Since the information maintained in such systems is often confidential, the workflows must carefully manage who has access to what information in a particular stage of the workflow. For example, in a conference management system, PC members must declare conflicts of interest, and they should only see reviews of papers where no conflict exists. Authors eventually get access to reviews of their papers, but only when the process has reached the official notification stage, and without identifying information about the reviewers.
It is difficult to characterize the legitimate information flow in such systems with standard notions of secrecy. Classic information flow policies are often too strong. For example, noninterference [12] requires that the PC member cannot observe any difference when classified input, such as the reviews of papers where the PC member has a conflict of interest, is removed. This strong requirement is typically violated, because another PC member might, for example, nondeterministically post a message in a discussion about a paper where they both have no conflict. Weaker information flow policies, on the other hand, often turn out too weak. Nondeducibility [19], for example, only requires that an agent cannot deduce, i.e., conclusively determine, the classified information. The problem is that a piece of information is considered nondeducible already if, in the entire space of potential behaviors, there exists some other explanation. In reality, however, not all agents exhibit the full set of potentially possible behaviors, and an actual agent might be able to deduce far more than expected (cf. [15]).

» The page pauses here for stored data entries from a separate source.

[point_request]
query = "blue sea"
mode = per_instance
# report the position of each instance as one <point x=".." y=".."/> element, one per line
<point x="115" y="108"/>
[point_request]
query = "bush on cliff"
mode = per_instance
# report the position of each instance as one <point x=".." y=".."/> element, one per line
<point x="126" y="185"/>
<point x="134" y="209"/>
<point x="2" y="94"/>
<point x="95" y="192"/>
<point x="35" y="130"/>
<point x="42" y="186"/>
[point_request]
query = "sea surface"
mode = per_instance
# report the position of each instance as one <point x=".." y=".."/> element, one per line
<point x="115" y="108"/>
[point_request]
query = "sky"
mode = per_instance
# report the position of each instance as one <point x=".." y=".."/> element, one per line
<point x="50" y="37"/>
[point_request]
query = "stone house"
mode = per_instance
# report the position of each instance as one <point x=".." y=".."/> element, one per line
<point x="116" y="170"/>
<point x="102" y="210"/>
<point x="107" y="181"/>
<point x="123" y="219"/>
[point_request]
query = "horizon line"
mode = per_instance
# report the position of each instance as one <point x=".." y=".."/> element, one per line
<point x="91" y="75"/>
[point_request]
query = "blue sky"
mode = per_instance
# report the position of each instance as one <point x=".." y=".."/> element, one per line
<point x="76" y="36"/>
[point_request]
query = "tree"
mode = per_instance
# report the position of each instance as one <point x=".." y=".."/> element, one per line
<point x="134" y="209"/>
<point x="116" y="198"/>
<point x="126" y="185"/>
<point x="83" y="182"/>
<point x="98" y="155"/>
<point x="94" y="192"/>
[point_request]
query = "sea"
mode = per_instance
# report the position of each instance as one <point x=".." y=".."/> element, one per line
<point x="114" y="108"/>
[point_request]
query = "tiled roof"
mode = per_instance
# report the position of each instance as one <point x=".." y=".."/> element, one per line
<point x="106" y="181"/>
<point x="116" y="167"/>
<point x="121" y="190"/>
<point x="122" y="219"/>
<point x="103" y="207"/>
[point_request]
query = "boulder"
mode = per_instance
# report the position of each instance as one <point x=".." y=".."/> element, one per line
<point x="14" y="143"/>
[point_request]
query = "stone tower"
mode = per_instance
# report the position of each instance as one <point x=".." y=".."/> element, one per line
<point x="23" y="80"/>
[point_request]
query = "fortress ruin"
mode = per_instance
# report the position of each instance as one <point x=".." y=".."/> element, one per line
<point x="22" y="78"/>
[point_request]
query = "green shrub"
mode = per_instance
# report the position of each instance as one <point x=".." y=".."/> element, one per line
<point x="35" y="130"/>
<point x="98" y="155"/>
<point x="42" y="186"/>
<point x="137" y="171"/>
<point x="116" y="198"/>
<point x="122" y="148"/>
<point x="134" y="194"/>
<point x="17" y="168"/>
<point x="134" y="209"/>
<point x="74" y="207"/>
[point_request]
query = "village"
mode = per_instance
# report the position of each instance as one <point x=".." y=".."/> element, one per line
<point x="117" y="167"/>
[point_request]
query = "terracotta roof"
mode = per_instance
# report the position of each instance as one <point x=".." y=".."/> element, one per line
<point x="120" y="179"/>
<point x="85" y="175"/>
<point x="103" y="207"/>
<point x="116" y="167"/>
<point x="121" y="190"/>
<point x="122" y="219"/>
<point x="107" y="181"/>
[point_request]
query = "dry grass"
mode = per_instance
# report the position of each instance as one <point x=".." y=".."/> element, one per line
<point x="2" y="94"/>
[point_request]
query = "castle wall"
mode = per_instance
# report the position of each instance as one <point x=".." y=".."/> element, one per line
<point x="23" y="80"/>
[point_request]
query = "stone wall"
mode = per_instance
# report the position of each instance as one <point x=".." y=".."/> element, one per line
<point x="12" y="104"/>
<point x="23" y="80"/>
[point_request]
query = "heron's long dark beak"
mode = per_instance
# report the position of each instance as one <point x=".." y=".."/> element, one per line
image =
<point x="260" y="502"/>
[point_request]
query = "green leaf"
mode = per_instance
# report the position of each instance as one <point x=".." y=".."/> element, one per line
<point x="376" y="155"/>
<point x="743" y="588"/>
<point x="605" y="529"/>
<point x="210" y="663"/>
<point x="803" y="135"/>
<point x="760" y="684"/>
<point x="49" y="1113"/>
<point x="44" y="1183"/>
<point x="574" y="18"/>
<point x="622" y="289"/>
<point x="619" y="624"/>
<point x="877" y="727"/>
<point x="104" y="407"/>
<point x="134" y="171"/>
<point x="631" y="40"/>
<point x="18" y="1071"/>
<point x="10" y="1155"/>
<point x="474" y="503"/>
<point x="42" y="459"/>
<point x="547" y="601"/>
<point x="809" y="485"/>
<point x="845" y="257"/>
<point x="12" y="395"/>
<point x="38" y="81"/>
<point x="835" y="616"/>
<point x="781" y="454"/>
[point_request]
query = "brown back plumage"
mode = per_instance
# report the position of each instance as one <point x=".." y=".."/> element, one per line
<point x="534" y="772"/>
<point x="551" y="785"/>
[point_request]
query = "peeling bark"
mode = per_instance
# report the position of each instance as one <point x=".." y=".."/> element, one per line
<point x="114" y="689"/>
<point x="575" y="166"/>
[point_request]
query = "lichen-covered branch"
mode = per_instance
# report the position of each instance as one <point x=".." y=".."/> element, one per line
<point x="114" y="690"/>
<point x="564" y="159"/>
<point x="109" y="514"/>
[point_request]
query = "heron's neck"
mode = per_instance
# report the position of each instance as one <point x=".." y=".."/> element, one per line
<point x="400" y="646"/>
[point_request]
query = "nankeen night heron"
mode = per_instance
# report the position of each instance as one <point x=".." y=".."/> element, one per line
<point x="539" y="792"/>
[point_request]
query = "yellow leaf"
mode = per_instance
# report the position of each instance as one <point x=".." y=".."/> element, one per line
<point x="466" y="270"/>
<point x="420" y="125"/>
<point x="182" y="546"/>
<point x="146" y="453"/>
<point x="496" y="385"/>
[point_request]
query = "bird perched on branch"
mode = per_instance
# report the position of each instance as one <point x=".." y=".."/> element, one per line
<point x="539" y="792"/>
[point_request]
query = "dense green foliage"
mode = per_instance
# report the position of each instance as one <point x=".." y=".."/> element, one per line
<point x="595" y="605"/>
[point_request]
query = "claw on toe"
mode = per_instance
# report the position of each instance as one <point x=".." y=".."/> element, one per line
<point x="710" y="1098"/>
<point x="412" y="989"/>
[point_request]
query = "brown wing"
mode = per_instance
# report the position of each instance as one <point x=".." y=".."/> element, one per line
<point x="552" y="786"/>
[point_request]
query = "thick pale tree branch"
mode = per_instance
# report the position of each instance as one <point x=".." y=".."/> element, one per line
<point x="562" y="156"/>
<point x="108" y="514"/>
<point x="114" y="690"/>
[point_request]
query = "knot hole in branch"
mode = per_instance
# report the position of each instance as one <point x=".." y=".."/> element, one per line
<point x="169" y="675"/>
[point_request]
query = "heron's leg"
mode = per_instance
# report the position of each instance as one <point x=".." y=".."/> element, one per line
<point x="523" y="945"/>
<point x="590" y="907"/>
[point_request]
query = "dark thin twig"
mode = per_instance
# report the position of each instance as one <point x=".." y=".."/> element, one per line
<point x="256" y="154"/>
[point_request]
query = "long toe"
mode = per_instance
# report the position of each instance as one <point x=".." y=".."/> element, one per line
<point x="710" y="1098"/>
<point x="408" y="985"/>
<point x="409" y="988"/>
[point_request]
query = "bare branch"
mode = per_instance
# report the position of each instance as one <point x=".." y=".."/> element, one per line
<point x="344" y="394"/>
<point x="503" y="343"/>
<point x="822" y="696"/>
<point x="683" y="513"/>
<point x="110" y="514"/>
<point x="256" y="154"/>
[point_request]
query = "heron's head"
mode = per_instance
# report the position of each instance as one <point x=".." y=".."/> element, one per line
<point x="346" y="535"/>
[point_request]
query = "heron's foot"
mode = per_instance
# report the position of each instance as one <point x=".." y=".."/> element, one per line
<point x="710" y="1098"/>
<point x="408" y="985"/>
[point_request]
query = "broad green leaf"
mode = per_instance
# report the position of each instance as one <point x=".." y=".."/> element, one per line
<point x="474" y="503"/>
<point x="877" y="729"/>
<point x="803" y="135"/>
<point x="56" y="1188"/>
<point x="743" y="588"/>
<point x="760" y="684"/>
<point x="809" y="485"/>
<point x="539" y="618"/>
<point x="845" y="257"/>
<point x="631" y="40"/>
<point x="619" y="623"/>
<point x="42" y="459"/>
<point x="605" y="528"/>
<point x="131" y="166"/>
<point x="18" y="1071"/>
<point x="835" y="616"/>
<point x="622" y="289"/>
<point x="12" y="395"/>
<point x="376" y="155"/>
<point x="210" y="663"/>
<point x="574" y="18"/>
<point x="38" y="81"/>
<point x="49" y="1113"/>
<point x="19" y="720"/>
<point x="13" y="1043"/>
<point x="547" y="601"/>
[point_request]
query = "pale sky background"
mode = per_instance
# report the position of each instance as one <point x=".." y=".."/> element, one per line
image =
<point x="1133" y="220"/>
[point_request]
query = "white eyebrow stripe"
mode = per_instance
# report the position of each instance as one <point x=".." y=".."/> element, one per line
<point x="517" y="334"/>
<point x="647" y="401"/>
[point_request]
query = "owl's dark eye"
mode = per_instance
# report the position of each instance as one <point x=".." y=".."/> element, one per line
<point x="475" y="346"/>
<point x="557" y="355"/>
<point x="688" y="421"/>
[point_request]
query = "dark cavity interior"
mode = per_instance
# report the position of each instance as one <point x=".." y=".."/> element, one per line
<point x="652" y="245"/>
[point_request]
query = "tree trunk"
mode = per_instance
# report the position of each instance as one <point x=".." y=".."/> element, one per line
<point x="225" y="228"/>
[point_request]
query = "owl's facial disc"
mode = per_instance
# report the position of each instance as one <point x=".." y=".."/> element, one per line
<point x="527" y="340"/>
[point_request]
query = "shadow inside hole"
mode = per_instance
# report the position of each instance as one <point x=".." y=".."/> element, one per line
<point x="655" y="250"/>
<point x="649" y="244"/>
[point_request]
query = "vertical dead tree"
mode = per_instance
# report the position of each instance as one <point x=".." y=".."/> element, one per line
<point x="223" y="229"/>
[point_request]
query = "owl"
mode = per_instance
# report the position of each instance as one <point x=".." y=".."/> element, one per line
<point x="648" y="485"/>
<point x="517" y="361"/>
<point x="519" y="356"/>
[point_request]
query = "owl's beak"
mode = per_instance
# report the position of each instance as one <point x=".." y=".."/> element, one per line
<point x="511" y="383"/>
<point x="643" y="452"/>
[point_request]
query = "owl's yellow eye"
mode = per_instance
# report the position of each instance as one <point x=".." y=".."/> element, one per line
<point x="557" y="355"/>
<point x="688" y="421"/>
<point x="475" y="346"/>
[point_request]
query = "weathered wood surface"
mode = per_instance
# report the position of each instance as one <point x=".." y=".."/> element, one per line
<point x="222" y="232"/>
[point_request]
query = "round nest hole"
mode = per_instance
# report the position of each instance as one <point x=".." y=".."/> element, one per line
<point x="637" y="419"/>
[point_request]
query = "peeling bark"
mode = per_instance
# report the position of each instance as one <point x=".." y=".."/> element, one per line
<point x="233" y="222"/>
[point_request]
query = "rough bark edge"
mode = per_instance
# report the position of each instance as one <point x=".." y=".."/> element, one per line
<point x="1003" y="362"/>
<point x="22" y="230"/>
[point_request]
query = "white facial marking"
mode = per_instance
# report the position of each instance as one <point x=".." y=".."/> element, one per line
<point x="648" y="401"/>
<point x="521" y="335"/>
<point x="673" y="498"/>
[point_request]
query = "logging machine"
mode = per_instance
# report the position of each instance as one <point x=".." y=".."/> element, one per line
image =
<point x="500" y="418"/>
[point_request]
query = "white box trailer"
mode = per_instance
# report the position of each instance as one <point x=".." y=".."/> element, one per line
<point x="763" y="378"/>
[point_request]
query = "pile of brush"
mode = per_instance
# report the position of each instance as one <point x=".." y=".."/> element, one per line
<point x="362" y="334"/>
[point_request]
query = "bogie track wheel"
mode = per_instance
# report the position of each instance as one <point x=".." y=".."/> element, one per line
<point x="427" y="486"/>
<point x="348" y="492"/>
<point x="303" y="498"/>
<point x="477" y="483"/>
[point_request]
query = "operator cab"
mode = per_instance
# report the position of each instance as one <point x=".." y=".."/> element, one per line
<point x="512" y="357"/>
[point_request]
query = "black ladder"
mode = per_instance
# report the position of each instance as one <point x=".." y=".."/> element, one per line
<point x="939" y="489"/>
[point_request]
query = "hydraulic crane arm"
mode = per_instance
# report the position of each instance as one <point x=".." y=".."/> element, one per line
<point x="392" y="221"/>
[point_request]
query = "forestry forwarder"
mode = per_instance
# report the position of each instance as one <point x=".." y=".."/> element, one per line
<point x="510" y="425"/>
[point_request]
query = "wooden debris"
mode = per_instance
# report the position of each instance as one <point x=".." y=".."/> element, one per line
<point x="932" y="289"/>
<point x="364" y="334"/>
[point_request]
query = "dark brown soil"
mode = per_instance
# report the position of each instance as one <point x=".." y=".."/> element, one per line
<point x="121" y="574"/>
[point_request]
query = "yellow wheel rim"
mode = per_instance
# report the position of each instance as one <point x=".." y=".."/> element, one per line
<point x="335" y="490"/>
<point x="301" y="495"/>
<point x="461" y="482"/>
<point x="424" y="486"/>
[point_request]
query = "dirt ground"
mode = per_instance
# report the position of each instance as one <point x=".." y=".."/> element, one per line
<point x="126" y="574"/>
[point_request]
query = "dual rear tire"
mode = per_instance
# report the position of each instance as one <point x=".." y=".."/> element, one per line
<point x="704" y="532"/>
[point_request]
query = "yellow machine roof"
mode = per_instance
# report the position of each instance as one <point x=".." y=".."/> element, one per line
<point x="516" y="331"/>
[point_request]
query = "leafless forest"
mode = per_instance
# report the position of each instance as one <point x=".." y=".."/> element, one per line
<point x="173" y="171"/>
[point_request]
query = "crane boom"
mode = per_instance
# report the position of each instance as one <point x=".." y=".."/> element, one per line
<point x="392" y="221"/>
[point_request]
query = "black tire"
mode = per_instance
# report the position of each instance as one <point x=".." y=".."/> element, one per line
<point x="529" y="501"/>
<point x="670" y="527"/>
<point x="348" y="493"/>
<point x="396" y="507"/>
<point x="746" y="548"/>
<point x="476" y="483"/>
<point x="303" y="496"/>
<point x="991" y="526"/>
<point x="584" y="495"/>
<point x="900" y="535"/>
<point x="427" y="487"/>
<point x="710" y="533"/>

Temporal logics for the specification of information flow [10] are an important step forward, because they make it possible to customize the secrecy properties. HyperLTL [7] is the linear-time representative of this class of logics. As an extension of linear-time temporal logic (LTL), HyperLTL can describe the precise circumstances under which a particular information flow policy must hold. While standard linear or branching-time logics, like LTL or CTL\(^*\), can only reason about the observations at a single computation trace at a time, and can thus, by themselves, not specify information flow, HyperLTL formulas use trace quantifiers and trace variables to simultaneously refer to multiple traces. For example, HyperLTL can directly express information flow properties like “for any pair of traces \(\pi , \pi '\), if the low-security observer sees the same inputs on \(\pi \) and \(\pi '\), then the low-security observer must also see the same outputs on \(\pi \) and \(\pi '\)”. The key limitation of HyperLTL for the specification of workflows is that it is a propositional logic. It is, hence, impossible to specify the information flow in workflows unless the number of agents is fixed a-priori. In this paper, we overcome this limitation.
Example workflow from a conference management system.
2 Workflows with Arbitrarily Many Agents
Symbolic Transition Systems. As the formal setting for the specification and verification of our workflows, we chose symbolic transition systems, where the states are defined as the valuations of a set of first-order predicates \(\mathcal P\). The initial states and the transitions between states are described symbolically using an assertion logic over \(\mathcal P\). For the purpose of describing workflows, we use first-order predicate logic (PL) with equality as the assertion language.
A symbolic transition system\(\mathcal S=(\mathcal P, \varTheta , \varDelta )\) consists of a set of predicates \(\mathcal P\), an initial condition\(\varTheta \), and a transition relation\(\varDelta \). The initial condition \(\varTheta \) is given as a formula of the assertion language over the predicates \(\mathcal P\). The transition relation \(\varDelta (P_1,\ldots ,P_k; P_1', \ldots ,P_k')\) is given as a formula over the predicates \(\mathcal P=\{P_1, \ldots , P_k\}\), which indicate the interpretation of the predicates in the present state, and the set of primed predicates \(\mathcal P'=\{P_1',\ldots ,P_k'\}\), which indicate the interpretation of the predicates in the next state.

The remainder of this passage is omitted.